THE ROCK (Touchstone 1996) Criterion Home Entertainment

Michael Bay’s The Rock (1996) is a high octane buddy-buddy action/thriller that costars Sean Connery and Nicholas Cage as an unlikely pair working against time to save San Francsico from nuclear Armageddon. Cage is Stanley Goodspeed, a Cracker-Jack FBI bomb expert who is called in to negotiate the rules of engagement against a rogue team of military defectors frontlined by Brigadier General Francis X. Hummel (Ed Harris).

Seems Hummel holds the military responsible for his wife’s death and has decided that he will expose their lies and secrets by holding them accountable with the threat of destroying a major U.S. city in a nuclear explosion.

The FBI wants to invade Hummel’s hideout – Alcatraz Prison, only they need someone who has intimate knowledge of the interior layout. Enter military prisoner, John Patrick Mason (Sean Connery). Wrongfully locked up for the secrets he knows Mason strikes a deal with Stanley. He will get Stanley inside Hummel’s hideaway in exchange for Stanley looking the other way when he, Mason, makes a break for freedom.

The rest of the narrative is basically a race against time with the bomb ticking away somewhere within the prison walls and Hummel’s squadron lurking around every corner, ready to exterminate anyone who tries to enter uninvited.
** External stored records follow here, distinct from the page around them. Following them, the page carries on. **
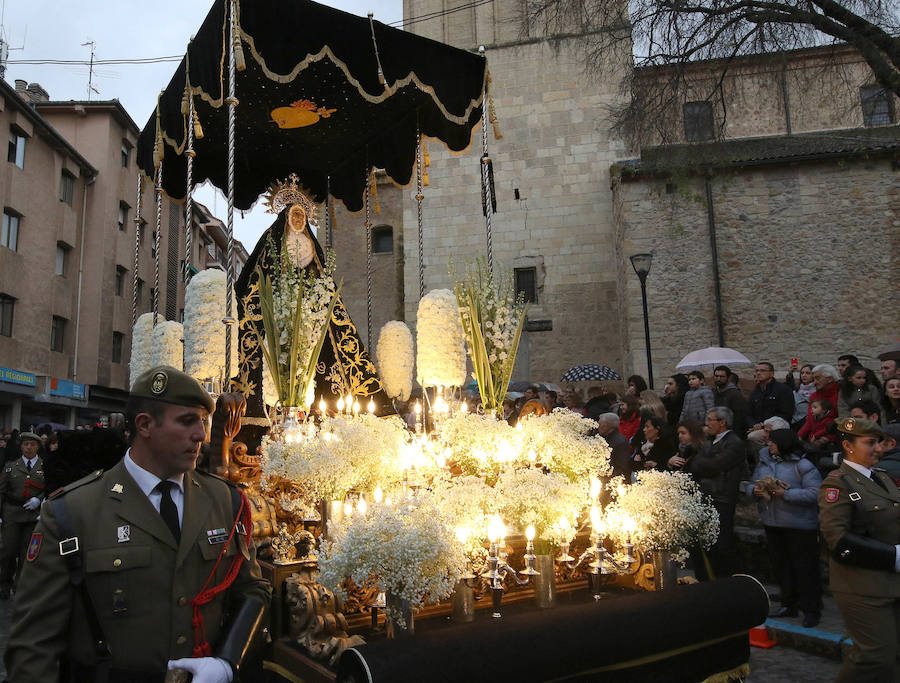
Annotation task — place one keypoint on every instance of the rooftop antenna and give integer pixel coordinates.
(91, 87)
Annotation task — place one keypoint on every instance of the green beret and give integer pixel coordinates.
(858, 427)
(166, 384)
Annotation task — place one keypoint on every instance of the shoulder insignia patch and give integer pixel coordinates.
(96, 474)
(34, 546)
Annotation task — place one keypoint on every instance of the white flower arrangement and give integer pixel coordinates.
(532, 496)
(348, 453)
(560, 442)
(141, 346)
(492, 316)
(168, 348)
(395, 359)
(669, 511)
(204, 332)
(408, 549)
(440, 350)
(296, 306)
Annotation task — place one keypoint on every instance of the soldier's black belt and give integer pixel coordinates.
(82, 673)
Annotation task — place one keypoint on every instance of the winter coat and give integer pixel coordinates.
(867, 392)
(816, 427)
(798, 509)
(732, 397)
(775, 400)
(697, 403)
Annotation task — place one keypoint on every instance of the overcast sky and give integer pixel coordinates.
(127, 29)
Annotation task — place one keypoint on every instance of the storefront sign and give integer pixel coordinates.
(17, 377)
(63, 387)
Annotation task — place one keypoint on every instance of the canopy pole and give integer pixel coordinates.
(156, 242)
(419, 198)
(369, 180)
(189, 200)
(329, 238)
(229, 268)
(488, 201)
(138, 223)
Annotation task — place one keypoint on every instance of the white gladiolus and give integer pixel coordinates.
(395, 359)
(204, 332)
(441, 355)
(141, 346)
(167, 346)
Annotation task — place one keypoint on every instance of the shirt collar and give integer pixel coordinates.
(862, 469)
(145, 480)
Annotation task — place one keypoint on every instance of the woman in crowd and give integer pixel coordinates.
(698, 400)
(891, 402)
(636, 385)
(673, 397)
(802, 393)
(691, 440)
(859, 384)
(629, 416)
(650, 402)
(786, 485)
(658, 444)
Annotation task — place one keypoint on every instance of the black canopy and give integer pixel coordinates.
(311, 101)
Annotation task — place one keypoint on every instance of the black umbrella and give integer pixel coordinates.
(314, 99)
(589, 372)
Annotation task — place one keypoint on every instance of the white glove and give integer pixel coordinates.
(204, 669)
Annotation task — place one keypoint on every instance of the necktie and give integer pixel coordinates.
(167, 508)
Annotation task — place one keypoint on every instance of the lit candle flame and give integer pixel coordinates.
(496, 529)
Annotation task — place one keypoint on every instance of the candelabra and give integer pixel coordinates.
(602, 562)
(497, 570)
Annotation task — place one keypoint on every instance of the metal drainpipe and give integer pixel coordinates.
(717, 287)
(80, 274)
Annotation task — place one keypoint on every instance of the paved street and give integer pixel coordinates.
(779, 664)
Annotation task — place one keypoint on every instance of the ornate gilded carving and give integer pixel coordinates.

The film is dedicated to producer Don Simpson who, together with producer Jerry Bruckheimer, is responsible for creating many of the memorable action/adventure movies of the mid-eighties. Seemingly suffering from an inferiority complex, Simpson took his own life during the production; his final testament to a vision and prowess in the medium that remains unsurpassed.

Criterion’s 2-disc DVD is the preferred edition of this movie. Touchstone also has a DVD, but its’ overall image quality is so poor that it behooves this reviewer to NOT recommend that edition to the consumer. Criterion’s mastering efforts, on the other hand, are superb. This is a reference quality disc with rich, bold and fully saturated colors, deep solid blacks and very clean whites.
Contrast is ideally realized with a considerable amount of fine detail evident throughout the film, even during the darkest scenes. Flesh tones are quite natural.

There is a hint of edge enhancement, but nothing that will distract. The audio is 5.1 Dolby Digital and provides an aggressive sonic spread across all five channels. Numerous extras include an interview with Bruckheimer, a television program excerpt explaining some of the film’s special effects, a further analysis of special effects and the film’s original theatrical trailer. Highly recommended!